We will strip the mighty, massively hyped, highly dignified AI of its cloths, and bring its innermost details down to earth!

Prologue

This is part 4 of the blog series, Catching AI with its pants down. This blog series aims to explore the inner workings of neural networks and show how to build a standard feedforward neural network from scratch.

In this part we will implement all the equations that we derived from scratch in the previous parts.

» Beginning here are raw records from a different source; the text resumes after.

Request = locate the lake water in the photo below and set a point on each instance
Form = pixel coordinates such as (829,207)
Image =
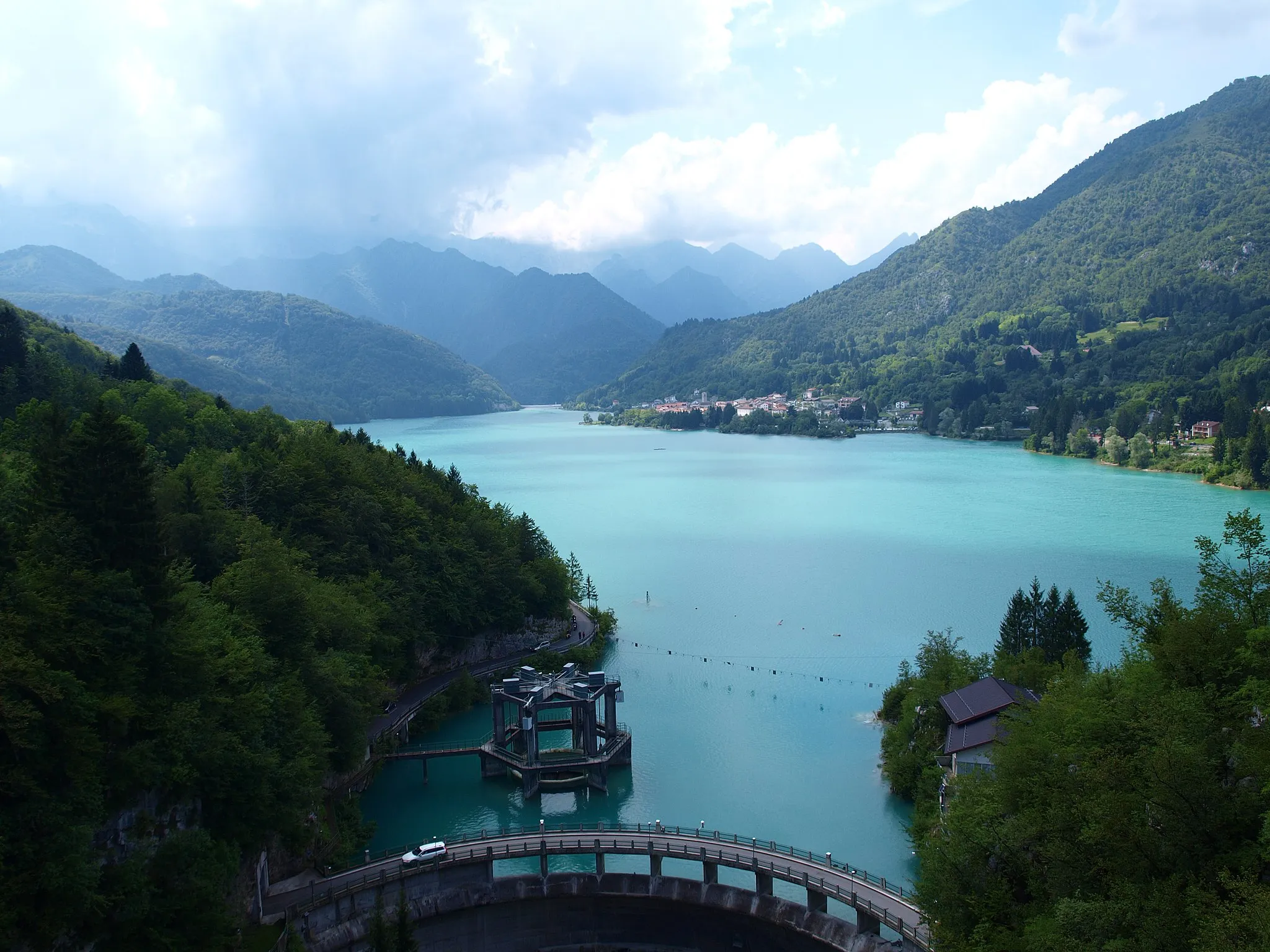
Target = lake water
(753,552)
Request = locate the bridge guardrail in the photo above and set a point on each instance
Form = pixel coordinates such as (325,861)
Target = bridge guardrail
(655,831)
(442,746)
(468,851)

Parts The complete index for Catching AI with its pants down
Pant 1 Some Musings About AI
Pant 2 Understand an Artificial Neuron from Scratch
Pant 3 Optimize an Artificial Neuron from Scratch
Pant 4 Implement an Artificial Neuron from Scratch
Pant 5 Understand a Neural Network from Scratch
Pant 6 Optimize a Neural Network from Scratch
Pant 7 Implement a Neural Network from Scratch
Pant 8 Demonstration of the Models in Action

Code Implementation: an artificial neuron

All the codes will be in Python, using its object-oriented paradigm wherever possible (but I won’t bother with getters and setters for the most part). We will use primarily the NumPy library because its operations are very efficient for linear algebra computations involving arrays.

This implementation does not take advantage of parallel computing, so your GPU won’t make things any faster. But it takes advantage of NumPy’s superb optimization for computations with multidimensional arrays. Therefore, python loops are avoided as much as possible in the code, which is why we went through all that work to have everything as tensors.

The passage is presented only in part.